Entre el balance socio económico y la crítica cultural, el paso a mejor vida de Carlos Saúl Menem resucita debates no saldados de la política Argentina. Algunas advertencias son necesarias para pensar lo que dejó el primer gran descuartizador del Estado que se fue con una carrera democrática invicta.

 

Desde las feministas expectantes por su partida final en las vísperas del debate sobre el aborto y el pejotismo sin beneficio de inventario que le rinde honores con mayor o menor timidez, el fallecimiento de Carlos Menem reclama un balance nunca saldado sobre su figura. Entre los menemistas irredentos y los acérrimos críticos, hay un abanico de matices interpretativos en el que se juega la lectura de un país.
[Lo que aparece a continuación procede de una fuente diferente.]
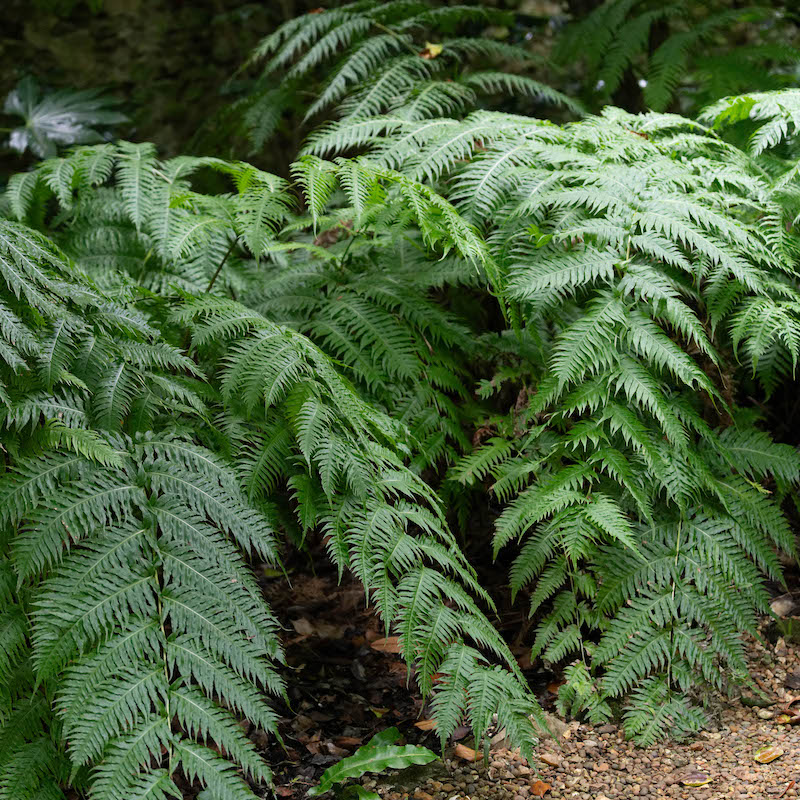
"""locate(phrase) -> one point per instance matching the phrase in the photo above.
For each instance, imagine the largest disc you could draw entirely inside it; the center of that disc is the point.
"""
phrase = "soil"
(342, 691)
Desde las miradas autocompasivas con nosotros mismos como pueblo hasta el análisis pretendidamente exterior y aséptico. No se puede entender sin saberse involucrado. No logra explicarse sin poder tomar distancia. Una dimensión afectiva y una dimensión economicista se yuxtaponen. La personalidad. La época. Las políticas. La permanencia física y el retorno fantasmático. Una herencia política desierta y una trascendencia cultural insoslayable. Algunos apuntes para sentipensar al Carlo. Su ascenso final tuvo lugar el día de los enamorados, quizás hasta merezca una amorosa despedida.
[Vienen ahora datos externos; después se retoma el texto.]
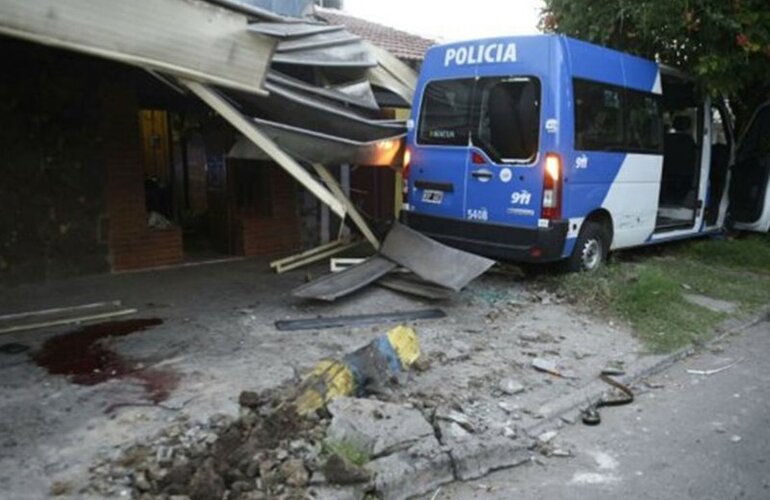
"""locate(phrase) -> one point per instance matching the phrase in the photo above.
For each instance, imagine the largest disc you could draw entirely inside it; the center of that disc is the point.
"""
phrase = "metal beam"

Pero un dato óntico para comenzar a conversar: el desbaratamiento, el descuartizamiento de todo lo que se parecía por acá a un Estado de Bienestar. La política de verdad, decía Perón, es la política internacional. El resto es cabotaje, poder de policía. Un eximio analista internacional, Juan Tokatlian, suele recordar que la situación se explica siempre en la combinación de tres frentes: el externo, el interno y el regional. En ese entonces, estaban complicados los tres para un patilludo caudillo nacionalista riojano con antecedentes revolucionarios. Así, un cambio de época a nivel mundial pasó por todos los países, se remontó al cuerpo del Carlo y en menos de una hora se proyectó al resto de la sociedad, en un viaje sin retorno de modernización compulsiva para antiguas trayectorias éticas y estéticas.
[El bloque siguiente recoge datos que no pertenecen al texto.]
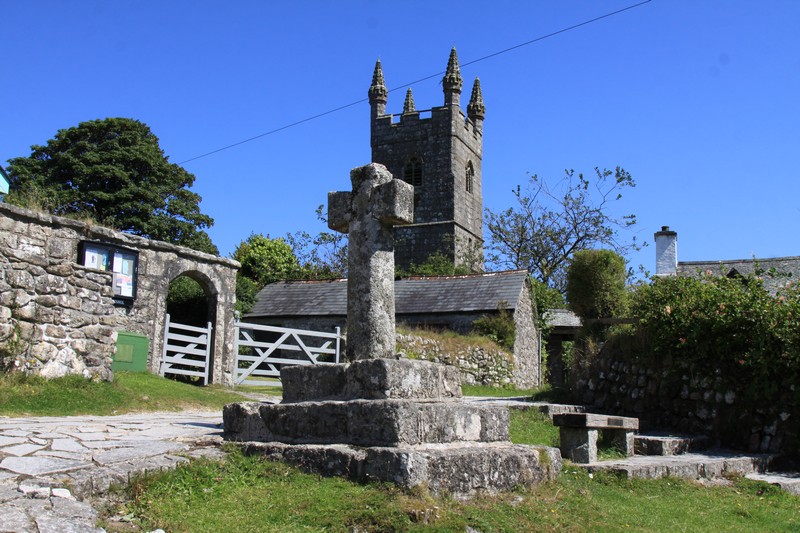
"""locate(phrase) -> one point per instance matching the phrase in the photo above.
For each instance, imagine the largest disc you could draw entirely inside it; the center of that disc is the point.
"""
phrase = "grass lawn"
(254, 494)
(22, 395)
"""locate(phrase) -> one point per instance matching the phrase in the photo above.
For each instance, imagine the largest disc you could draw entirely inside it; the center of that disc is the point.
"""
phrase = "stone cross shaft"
(376, 204)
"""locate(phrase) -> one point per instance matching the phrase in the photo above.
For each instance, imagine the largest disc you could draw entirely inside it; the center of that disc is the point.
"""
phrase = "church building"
(439, 152)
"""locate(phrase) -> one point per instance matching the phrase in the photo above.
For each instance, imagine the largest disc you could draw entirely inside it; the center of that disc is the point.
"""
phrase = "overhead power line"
(420, 80)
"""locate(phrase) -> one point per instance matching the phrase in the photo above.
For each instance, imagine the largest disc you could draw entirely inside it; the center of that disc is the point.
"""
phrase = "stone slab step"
(668, 444)
(367, 422)
(459, 469)
(707, 465)
(788, 481)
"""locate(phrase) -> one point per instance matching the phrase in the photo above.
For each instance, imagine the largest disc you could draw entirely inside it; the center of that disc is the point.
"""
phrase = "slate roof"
(441, 294)
(776, 271)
Durante su década también se produjo el mejor periodismo de investigación que se recuerde. Pero los centennials, que amanecieron saqueados, no tienen quien le escriba la crónica definitiva. Y los millennials convivimos con algunas de las deformidades producto de crecer en los noventa. Por eso, hay que recordar que, de la tercera posición a la tercera vía, hay un mundo de distancia. La caída de un mundo: el mundo bipolar. La desaparición del campo socialista como contrapeso de la ambición primermundista.

Margaret Tatcher dijo que su mayor logro había sido inventar a Tony Blair. Reagan, Bush o Clinton podrían haber afirmado lo mismo de su invención argentina. El mejor representante local de los intereses del imperio en su última estocada antes de la decadencia final. Hoy, nadie duda -nunca viene mal dudar un poco-, Estados Unidos como superpotencia del mundo unipolar va en caída libre, lo que se discute es a cuántos frames por segundo se desplomará el gigante.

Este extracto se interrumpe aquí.